Lest you think Apple is "cheap" today, in every year since 1994 where Apple had a profit, it at some point traded with a single-digit P/E ratio. Right now, the company is expected to earn $1.34 per share in fiscal 2001, a 34% decrease from fiscal 2000. Moreover, the company's last profitability downswing eroded almost two-thirds of the company's book value between 1995 and 1997, and red ink burns cash.
Am I being too myopic when looking at Apple? What about the company's long-term positioning? I do not exactly like what I see.

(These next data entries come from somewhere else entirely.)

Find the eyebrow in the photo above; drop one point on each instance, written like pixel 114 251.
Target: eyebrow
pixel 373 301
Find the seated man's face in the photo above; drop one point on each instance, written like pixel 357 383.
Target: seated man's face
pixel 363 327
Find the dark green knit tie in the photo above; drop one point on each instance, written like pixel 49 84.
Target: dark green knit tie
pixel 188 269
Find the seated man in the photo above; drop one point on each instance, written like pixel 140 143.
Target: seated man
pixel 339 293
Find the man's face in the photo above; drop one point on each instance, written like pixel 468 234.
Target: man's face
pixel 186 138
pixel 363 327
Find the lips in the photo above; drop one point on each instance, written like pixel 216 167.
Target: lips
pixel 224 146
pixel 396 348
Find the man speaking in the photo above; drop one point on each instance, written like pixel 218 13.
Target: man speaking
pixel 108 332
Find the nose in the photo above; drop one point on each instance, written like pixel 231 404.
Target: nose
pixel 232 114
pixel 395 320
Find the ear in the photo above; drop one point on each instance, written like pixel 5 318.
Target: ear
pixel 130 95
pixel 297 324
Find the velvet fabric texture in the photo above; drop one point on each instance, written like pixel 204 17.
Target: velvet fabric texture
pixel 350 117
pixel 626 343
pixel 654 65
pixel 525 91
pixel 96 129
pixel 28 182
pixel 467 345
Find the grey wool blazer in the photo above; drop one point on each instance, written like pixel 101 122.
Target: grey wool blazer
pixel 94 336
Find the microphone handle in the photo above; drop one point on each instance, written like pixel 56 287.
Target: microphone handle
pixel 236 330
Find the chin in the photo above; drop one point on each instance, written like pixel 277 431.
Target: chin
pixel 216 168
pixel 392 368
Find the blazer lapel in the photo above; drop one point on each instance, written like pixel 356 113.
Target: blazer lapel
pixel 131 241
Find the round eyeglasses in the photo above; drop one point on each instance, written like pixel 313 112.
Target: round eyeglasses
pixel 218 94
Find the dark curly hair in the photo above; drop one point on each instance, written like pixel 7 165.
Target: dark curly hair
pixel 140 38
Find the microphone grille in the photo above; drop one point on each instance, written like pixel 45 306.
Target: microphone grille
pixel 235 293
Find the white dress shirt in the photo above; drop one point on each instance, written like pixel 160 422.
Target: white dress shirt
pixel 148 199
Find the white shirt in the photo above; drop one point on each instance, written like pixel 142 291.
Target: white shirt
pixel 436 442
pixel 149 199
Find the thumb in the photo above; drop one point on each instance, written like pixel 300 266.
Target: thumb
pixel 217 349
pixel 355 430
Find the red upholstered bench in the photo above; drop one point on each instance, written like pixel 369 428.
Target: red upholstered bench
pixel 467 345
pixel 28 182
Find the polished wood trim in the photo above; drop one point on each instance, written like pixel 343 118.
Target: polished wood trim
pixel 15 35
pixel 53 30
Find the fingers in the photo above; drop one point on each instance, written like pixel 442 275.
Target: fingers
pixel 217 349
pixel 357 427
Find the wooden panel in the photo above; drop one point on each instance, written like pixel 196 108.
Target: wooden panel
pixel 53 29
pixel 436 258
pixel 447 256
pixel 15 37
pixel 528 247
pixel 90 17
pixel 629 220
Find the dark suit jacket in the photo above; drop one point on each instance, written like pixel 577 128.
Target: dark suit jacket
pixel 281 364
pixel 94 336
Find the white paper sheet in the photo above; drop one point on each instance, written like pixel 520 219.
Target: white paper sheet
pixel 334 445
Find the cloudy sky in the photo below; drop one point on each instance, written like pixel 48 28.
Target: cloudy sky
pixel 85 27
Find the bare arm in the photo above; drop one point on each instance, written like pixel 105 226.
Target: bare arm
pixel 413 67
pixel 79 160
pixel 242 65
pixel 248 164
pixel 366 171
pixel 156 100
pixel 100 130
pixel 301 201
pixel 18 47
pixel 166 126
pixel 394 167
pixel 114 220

First, the company's loss in the education market should not be glossed over. By having a strong foothold in the schools, Apple was able to incubate future buyers of Apple platform products. As Apple's share of classroom computers continues to shrink, so does the future built-in demand for its products.
Moreover, there seems to be much less of a gap between Windows-based PCs and Macs as far as usability. (That is, if you can actually get an Apple that works!) With the advent of the USB port and Windows ME, PCs are just as easy to set up as any Mac. Moreover, Apple is no longer alone in making cool-looking, colorful computers, which was its major competitive advantage over the past three years.
Of course, then there is the software issue. The available software titles for the PC far outstrips that of available Mac titles. Unless Apple can make some significant inroads in selling more units and gaining market share, this is not likely to change.
So what are the differences between PCs and Macs these days? Beyond Apple computers being anywhere from 50-100% more expensive than a comparably powered PC, not much. Apple is also highly dependent on a select number of suppliers for its components, and this is a major drag when trying to keep ahead of the curve in an environment of ever-falling computer prices.
Apple is not going to die. It has far too many loyal customers for that to happen. However, the company is having problems executing today, and the environment for harvesting profits and creating shareholder value only looks to get much worse in the future.